I just wanted to acknowledge all the recent comments. Some were harsh, telling me that I need to check myself, educate myself. Most comments have been really encouraging, if I could give those commenters a big hug through the computer I would.
Also, I wanted give props to this site that one of the commenters left, a site about our hair. It's actually a website in French, but the link is the site translated through Babelfish.com. It's really a great site (the hair site).
The thing is, I know how ignorant, or immature, or insecure or uneducated I sound (I have taken black history classes in college). One commenter told me that I have issues. And you know what? I do have issues. About race, about my place in the community, about fitting in and perception of me. And if you don't, if you're lucky enough to have that strong personality trait where you couldn't care less about what others think, I envy you. I don't want to care so much about what others think, but I do. I just do.

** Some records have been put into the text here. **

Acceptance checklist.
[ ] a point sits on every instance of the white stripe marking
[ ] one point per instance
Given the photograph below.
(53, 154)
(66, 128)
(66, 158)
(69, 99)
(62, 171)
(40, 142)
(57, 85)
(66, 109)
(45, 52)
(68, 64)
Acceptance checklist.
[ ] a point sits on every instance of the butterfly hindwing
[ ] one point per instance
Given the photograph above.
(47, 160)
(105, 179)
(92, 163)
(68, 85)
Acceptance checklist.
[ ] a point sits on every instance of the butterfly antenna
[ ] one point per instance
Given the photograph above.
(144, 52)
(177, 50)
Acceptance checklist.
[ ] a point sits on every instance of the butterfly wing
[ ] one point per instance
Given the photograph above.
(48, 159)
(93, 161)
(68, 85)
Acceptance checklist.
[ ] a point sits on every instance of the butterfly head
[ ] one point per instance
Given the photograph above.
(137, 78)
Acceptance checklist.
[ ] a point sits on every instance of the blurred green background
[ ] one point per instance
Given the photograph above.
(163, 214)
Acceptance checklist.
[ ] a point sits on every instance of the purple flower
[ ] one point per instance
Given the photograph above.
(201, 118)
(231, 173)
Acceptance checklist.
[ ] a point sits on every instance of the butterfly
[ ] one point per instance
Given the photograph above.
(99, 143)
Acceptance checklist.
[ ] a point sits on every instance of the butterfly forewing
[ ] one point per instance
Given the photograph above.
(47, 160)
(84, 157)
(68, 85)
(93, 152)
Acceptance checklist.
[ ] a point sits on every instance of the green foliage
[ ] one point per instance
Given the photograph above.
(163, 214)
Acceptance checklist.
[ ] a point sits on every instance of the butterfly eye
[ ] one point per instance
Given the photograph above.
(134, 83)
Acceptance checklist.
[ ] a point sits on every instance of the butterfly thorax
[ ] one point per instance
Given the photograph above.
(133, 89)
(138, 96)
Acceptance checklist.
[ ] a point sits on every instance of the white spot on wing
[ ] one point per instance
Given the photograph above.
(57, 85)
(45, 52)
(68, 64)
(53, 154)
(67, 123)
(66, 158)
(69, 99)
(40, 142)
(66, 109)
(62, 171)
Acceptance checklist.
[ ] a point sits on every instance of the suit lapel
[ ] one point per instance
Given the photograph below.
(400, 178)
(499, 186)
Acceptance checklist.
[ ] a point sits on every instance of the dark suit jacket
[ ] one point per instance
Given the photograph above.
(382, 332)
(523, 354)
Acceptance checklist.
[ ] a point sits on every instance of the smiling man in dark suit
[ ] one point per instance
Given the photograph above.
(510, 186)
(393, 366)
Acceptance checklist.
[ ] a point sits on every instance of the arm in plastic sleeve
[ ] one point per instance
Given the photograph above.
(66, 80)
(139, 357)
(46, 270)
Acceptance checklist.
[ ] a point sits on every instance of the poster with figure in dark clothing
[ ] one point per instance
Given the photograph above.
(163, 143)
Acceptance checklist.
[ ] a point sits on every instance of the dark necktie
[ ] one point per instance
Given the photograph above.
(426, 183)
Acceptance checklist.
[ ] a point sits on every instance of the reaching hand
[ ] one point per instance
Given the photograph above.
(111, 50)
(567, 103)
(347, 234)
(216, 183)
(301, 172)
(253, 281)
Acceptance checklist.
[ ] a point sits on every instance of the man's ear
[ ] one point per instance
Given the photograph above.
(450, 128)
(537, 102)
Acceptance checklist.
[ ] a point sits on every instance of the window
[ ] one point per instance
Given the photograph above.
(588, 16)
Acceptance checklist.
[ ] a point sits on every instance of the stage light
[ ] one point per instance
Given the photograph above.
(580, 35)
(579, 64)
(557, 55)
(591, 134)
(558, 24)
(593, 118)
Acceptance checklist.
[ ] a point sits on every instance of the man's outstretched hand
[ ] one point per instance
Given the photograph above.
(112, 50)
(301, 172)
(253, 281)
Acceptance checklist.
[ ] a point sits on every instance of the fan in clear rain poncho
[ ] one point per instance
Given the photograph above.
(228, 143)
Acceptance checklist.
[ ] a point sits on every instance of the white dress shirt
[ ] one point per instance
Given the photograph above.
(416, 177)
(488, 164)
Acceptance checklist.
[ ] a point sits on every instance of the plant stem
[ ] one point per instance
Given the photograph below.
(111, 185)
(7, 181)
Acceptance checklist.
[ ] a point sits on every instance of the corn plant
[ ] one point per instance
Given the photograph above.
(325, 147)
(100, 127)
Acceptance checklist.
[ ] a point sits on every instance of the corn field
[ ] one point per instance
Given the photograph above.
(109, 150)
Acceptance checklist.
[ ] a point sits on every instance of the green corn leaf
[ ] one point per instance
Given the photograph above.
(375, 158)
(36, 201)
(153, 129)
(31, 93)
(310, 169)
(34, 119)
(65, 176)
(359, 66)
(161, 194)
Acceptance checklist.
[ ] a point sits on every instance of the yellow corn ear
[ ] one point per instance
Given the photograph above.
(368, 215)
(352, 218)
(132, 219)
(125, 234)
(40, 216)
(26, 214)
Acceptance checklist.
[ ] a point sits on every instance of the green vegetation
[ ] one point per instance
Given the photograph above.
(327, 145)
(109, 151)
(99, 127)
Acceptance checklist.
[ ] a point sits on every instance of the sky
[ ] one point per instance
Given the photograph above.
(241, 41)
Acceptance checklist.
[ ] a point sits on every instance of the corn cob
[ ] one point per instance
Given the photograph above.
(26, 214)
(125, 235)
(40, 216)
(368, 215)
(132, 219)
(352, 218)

This is why I started this blog. I needed an outlet. Sometimes my thinking/perspective is probably off a little. But that's me, and I'm trying just get it out there. I know I'm not the only insecure black woman out there. I know I'm not the only one who has a mental struggle about my hair, my skin, my features daily. It's not to say I'm not confident. It's not easy being the minortiy. I'm one of those young black women you see at the store who seems confident, looks good, fits in. But you never know how people really feel. And this may sound contradictory but I am very confident in who I am. I truly am confident and insecure at the same time.
I wish I could say that this blog will inspire someone. Maybe inadvertently it will. I just wanted to be able to write about what I think and feel, straight up.